In ruby, I'm trying to make a simple financial script to return a group of numbers [i] that represents the amount [n] inputed by the user.
My array holds "pieces" of an payment: [5.0, 1.5, 0.5, 2, 1] into installments of the total amount.
Example: In a
arr = [5.0, 1.5, 0.5, 2, 1]the total amount is equal to10.0.
If the user inputs 4.5, the method should return [i] as [1.5, 2, 1].
Anyone could help me building the [i] method?
If you're using Ruby 2.4 or higher, you can just do arr.sum, to find the sum of an array containing only numbers.
As @pjs said, your question looks quite ambigious.
If you want to get a sum of array just use: array.reduce(0.0, &:+) or even array.sum.

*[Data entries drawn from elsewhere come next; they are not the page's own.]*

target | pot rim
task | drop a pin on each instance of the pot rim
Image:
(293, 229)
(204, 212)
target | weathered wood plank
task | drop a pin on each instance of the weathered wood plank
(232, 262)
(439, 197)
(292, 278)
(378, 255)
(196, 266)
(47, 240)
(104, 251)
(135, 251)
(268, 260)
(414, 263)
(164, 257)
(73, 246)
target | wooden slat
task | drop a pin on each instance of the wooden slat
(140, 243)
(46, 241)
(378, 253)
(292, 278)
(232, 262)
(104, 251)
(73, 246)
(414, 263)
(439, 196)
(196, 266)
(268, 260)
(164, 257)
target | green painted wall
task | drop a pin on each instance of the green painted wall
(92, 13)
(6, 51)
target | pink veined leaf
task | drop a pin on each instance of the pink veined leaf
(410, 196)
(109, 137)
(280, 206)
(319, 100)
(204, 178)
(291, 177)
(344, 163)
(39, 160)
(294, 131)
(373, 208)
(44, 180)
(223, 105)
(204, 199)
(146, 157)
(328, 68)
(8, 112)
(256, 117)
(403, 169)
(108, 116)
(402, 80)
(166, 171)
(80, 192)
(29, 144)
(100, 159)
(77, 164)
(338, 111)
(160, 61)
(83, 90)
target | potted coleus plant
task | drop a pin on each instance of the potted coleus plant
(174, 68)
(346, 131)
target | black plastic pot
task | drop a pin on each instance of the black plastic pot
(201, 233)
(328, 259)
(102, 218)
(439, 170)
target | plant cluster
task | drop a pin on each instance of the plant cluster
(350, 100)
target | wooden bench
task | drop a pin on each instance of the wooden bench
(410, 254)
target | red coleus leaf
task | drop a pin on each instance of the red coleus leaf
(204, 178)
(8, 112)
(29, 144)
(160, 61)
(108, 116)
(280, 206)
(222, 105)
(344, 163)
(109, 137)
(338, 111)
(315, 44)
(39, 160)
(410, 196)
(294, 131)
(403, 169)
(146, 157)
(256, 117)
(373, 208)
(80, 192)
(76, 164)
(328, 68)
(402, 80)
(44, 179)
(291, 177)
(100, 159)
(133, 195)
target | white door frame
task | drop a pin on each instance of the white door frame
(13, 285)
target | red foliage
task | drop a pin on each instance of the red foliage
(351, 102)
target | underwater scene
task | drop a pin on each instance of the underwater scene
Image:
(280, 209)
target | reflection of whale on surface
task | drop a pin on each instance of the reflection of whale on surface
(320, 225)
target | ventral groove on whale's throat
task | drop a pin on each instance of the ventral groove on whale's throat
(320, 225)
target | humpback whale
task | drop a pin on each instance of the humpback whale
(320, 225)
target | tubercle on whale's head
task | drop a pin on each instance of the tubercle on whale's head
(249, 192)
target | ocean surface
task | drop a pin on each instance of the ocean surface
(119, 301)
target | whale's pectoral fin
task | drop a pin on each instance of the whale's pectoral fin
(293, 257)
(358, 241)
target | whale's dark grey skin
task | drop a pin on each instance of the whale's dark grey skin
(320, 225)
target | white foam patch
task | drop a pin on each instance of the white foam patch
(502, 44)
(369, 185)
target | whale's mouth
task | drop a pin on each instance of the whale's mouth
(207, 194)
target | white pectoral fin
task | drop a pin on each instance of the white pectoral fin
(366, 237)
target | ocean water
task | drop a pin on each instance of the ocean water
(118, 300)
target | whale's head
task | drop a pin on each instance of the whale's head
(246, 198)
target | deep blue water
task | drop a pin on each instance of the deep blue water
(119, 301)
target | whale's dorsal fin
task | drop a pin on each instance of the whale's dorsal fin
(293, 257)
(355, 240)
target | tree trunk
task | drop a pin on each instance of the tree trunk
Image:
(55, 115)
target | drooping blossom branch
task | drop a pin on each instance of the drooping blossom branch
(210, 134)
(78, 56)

If you want to get an array that will sum into given N then you didnt give us sufficient details. What are limits? Can't you just do something like 4.5 -> [1, 1, 1, 1, 0.5] ?

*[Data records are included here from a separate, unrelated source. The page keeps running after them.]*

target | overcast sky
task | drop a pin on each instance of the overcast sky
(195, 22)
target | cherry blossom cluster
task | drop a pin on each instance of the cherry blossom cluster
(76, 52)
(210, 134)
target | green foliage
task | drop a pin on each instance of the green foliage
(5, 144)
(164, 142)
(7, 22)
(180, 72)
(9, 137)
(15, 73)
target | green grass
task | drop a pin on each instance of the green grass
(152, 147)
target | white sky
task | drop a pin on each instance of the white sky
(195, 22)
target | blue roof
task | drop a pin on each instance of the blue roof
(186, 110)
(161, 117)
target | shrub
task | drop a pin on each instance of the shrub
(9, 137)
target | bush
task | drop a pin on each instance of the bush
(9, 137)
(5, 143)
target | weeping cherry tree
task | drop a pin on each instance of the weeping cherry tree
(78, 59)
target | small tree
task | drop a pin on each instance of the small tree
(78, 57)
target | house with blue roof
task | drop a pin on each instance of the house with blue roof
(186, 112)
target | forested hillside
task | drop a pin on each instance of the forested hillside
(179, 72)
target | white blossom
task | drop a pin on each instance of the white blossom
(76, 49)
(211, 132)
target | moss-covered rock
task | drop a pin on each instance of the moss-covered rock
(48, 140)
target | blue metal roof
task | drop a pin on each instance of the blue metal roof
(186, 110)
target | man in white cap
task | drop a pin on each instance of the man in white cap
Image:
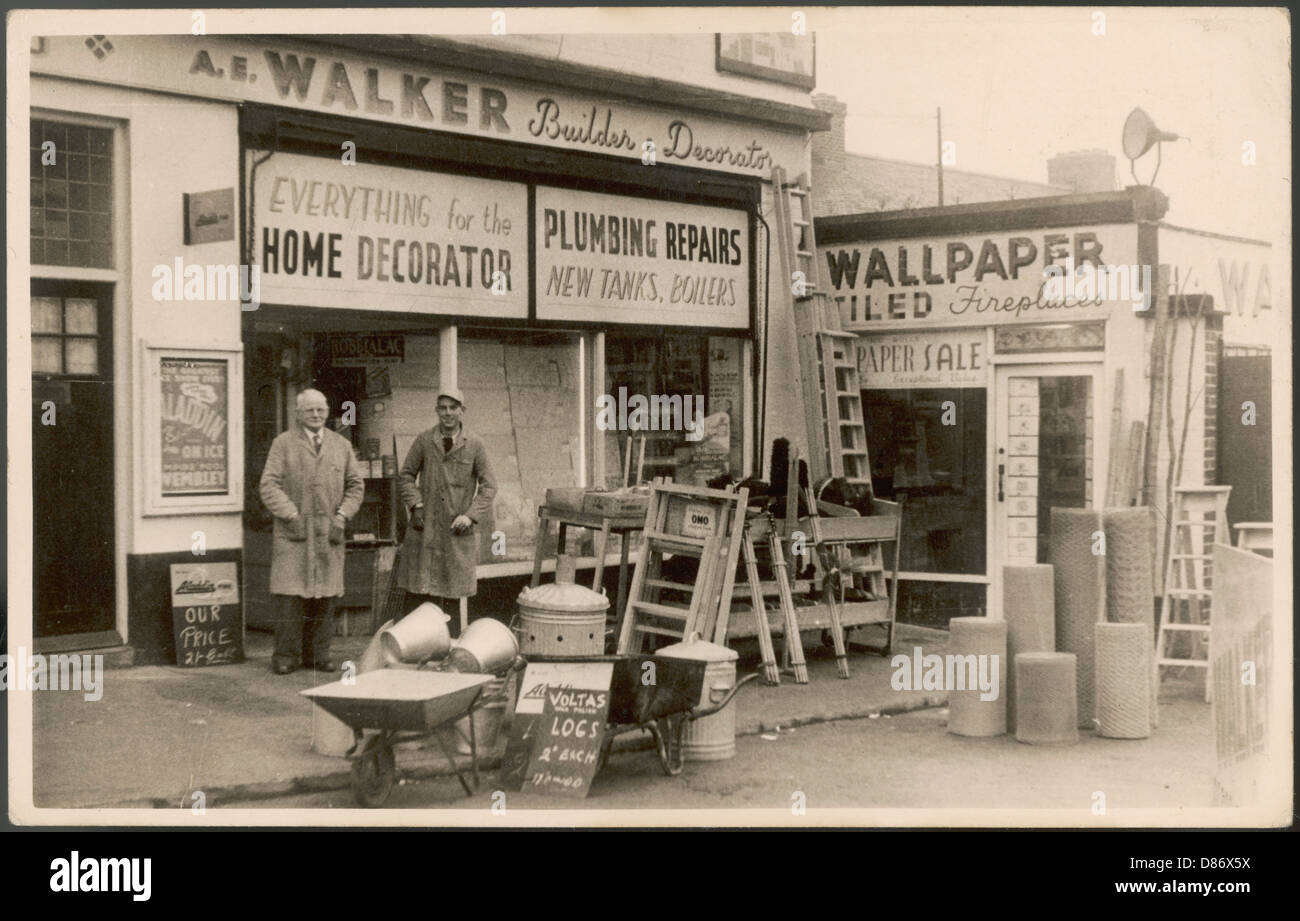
(447, 487)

Author gave us a details. We have the array [5.0, 1.5, 0.5, 2, 1] and by given number N we should find a sum consisted of numbers from this array that equals N. Basically it is like vending machine change problem (what coins should it give to customer).
You can google it just like that "vending machine change algorithm". For example: Java Algorithm to solve vendor machine 'change giving' problem
Here's my simple dynamic programming solution:
ALLOWED_NUMBERS = [5.0, 1.5, 0.5, 2, 1].sort.freeze
def into_sum_of_allowed_numbers(n)
return [] if n == 0
@cache ||= {}
return @cache[n] if @cache[n]
ALLOWED_NUMBERS.reverse_each do |x|
next if n - x < 0
lesser_sum = into_sum_of_allowed_numbers(n - x)
next unless lesser_sum
@cache[n] = lesser_sum + [x]
return @cache[n]
end
nil
end
into_sum_of_allowed_numbers(4.5) # ==> [0.5, 2, 2]
Basically, the idea is simple. With allowed numbers a, b, c sum for number n is [*sum_for(n - a), a] or [*sum_for(n - c), c] or [*sum_for(n - c), c].
You can do this without @cache though it will be much slower.
I guess there're better solutions but recursive one looks most simple to me.